Predictions 3.Using the results from 3, forecast life expectancy when TotExp^.06 =1.5. Then forecast life expectancy when TotExp^.06=2.5.
predictdata <- data.frame(TotExpP=c(1.5,2.5))
predict(model2, predictdata,interval="predict")^(1/4.6)
## fit lwr upr
## 1 63.31153 35.93545 73.00793
## 2 86.50645 81.80643 90.43414
Model 3 Build the following multiple regression model and interpret the F Statistics, R^2, standard error, and p-values. How good is the model? LifeExp = b0+b1 x PropMd + b2 x TotExp +b3 x PropMD x TotExp
model3 <- lm(LifeExp ~ PropMD + TotExp + PropMD * TotExp, data)
Evaulation
summary(model3)
##
## Call:
## lm(formula = LifeExp ~ PropMD + TotExp + PropMD * TotExp, data = data)
##
## Residuals:
## Min 1Q Median 3Q Max
## -27.320 -4.132 2.098 6.540 13.074
##
## Coefficients:
## Estimate Std. Error t value Pr(>|t|)
## (Intercept) 62.772703255 0.795605238 78.899 < 2e-16 ***
## PropMD 1497.493952519 278.816879652 5.371 2.32e-07 ***
## TotExp 0.000072333 0.000008982 8.053 9.39e-14 ***
## PropMD:TotExp -0.006025686 0.001472357 -4.093 6.35e-05 ***
## ---
## Signif. codes: 0 '***' 0.001 '**' 0.01 '*' 0.05 '.' 0.1 ' ' 1
##
## Residual standard error: 8.765 on 186 degrees of freedom
## Multiple R-squared: 0.3574, Adjusted R-squared: 0.3471
## F-statistic: 34.49 on 3 and 186 DF, p-value: < 2.2e-16
The adj R2 accounts for 0.3471 of the variability of the data, which means that only 34% of the variance in the response variable can be explained by the independent variable.
Both the y-intercept and other variables p-value or low (near zero), meaning that the probability of observation these relationships due to chance is small.

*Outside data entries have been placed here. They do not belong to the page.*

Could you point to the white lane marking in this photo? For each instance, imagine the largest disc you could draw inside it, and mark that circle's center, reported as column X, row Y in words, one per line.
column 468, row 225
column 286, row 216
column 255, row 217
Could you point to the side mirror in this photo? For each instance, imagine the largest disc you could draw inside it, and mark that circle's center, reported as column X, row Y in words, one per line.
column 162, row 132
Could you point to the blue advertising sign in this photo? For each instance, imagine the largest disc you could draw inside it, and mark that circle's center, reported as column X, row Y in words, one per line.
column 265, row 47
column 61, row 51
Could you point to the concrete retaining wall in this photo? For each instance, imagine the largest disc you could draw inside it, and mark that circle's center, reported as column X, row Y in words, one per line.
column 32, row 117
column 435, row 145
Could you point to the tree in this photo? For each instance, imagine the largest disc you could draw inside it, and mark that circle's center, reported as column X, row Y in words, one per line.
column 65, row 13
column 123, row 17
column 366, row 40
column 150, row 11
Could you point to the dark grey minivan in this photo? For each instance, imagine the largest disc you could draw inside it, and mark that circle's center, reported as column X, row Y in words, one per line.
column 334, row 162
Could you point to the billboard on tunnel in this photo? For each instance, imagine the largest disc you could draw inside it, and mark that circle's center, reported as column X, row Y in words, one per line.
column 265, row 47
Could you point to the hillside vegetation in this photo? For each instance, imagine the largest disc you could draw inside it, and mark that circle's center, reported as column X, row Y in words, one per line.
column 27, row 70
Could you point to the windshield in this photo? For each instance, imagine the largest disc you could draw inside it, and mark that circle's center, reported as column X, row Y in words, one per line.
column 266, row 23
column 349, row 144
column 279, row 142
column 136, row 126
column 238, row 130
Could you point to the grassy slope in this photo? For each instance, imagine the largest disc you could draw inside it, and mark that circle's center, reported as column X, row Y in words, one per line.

The F-statistic and p-value indicate that we would reject the null hypothesis (H0), that there isn’t a relationship between the variables.
Residual Analysis
ols_plot_resid_qq(model3)
ols_plot_resid_hist(model3)
ols_plot_resid_fit(model3)
The data does not resemble a normal distribution, as shown in the histogram (left skew) and the Q-Q pllots. The residuals do not appear to be centered around 0 from the residual plot.
Predictions Forecast LifeExp when PropMD=.03 and TotExp = 14. Does this forecast seem realistic? Why or why not?
predictdata2 <- data.frame(PropMD=0.03, TotExp=14)
predict(model3, predictdata2,interval="predict")
## fit lwr upr
## 1 107.696 84.24791 131.1441
The predicted range of vaulues appear to be too high. The max value shows to be around 83. The data is predicting a much higher fit and CI.